The assessment process asks "some very basic questions," he said, but the answers aren't always simple. For example, in a community where high infant mortality is a problem, the cause of that problem could be a low birth weight, which could in turn be caused by a high rate of teen pregnancy. Factors contributing to high rates of teen pregnancy, in turn, include a host of socioeconomic, values and educational issues a community could choose to study.

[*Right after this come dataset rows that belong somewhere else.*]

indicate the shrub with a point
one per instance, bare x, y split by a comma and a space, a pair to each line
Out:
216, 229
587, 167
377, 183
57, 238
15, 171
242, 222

"The higher upstream you intervene, the lower the death rate," Scovill said. "This is leverage. Businessmen have known about leverage for a long time. This is public health care leverage."
Scovill cited a San Francisco survey in which residents listed the most important factor for a healthy community as a low crime rate. Other non-medical factors included things like low rates of child abuse and being a good place to raise children. Availability of health care was "about halfway down the list," he said.
Other factors that need to be considered are "quality of life issues," including availability of cultural resources, income, social environment and a population's feeling of empowerment within its community, he said.
Participants broke into discussion groups to identify what they thought were key issues in the county's health profile. Issues identified included access to health care, particularly for Medicare and Medicaid patients, teen pregnancy, awareness of health issues and resources available, breakdown in family structures and values and prevention issues.
Participants were given puzzle pieces to bring to the meeting, and those pieces were then to be assembled to create "a picture of health" in the community.
Health assessment "is a puzzle and it will fall into place," Craig told participants. "The idea was that you all will make a complete picture if you will make your presence known."
The Healthy Community Committee membership consists of caring council, the Cape Girardeau Chamber of Commerce, the county area medical society, the county public health center, St. Francis Medical Center, Southeast Missouri Hospital and Southeast Missouri State University.